Wenig aufrichtig beschrieb der Entdecker und Photograph Maxime du Camp Der Ursprung der Welt in folgenden Worten: „Eine nackte Frau, von vorne gesehen, außerordentlich erregt und verkrampft, in bemerkenswerter Malweise ausgeführt, „mit Liebe” wie die Italiener sagen. Aber durch einen unglücklichen Zufall hat es der Maler, der sich für das Modell nach der Natur entschieden hat, unterlassen Füße, Beine, Schenkel, Bauch, Brust, Hände, Arme, Schultern, Hals und Kopf darzustellen.”

Wenn er schon die Grenze des Verbotenen überschritt, vergaß Courbet nicht, die buschige Scham der Frau in aller Treue wiederzugeben. In einer Zeit, in der die Beine der Frau mysteriöserweise unter üppig ausschweifenden Kleidern verhüllt waren, die auf einem Reifrock auflagen, war die Existenz der Schambehaarung ein dunkles und verwerfliches Geheimnis, das vermutlich oft genug selbst verheirateten Männern verborgen blieb.

So wurde das Bild lange Zeit von den privaten Sammlungen ferngehalten. Sein letzter Besitzer, der Philosoph Jacques Lacan, der Schwager des surrealistischen Malers André Masson, bat Letzteren darum, das Gemälde in einem Rahmen mit doppeltem Boden zu verstecken und ein anderes Gemälde darauf zu malen.

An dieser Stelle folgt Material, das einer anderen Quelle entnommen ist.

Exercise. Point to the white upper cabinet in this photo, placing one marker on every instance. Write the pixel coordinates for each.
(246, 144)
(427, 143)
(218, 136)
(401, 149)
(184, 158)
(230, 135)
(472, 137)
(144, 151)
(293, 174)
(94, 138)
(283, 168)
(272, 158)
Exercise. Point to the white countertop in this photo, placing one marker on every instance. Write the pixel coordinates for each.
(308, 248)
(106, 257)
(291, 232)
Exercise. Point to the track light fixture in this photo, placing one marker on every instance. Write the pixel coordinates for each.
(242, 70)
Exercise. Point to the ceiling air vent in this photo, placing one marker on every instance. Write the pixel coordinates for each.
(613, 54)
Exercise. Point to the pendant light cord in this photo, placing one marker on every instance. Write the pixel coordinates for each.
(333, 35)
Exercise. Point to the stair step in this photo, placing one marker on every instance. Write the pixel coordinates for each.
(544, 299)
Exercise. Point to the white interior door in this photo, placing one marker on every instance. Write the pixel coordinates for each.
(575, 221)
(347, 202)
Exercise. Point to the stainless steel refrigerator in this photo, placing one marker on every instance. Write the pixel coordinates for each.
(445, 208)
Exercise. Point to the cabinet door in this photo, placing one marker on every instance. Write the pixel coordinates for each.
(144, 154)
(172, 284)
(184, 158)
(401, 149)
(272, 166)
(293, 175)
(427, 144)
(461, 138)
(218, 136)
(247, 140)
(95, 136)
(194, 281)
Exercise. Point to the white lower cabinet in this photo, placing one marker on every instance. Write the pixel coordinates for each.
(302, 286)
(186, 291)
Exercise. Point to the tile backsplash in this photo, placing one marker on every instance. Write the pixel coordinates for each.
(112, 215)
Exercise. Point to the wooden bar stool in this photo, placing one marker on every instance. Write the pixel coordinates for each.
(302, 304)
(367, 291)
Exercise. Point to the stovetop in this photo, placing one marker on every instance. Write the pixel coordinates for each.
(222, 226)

Also wurde eine Schneelandschaft konzipiert, als surrealistische, nur angedeutete Version des Der Ursprung der Welt. Und als das Original im Jahre 1995 endlich zum ersten Mal in der Öffentlichkeit präsentiert wurde, im Musée d’Orsay, löste es noch immer Entsetzen und heftige Kontroversen aus.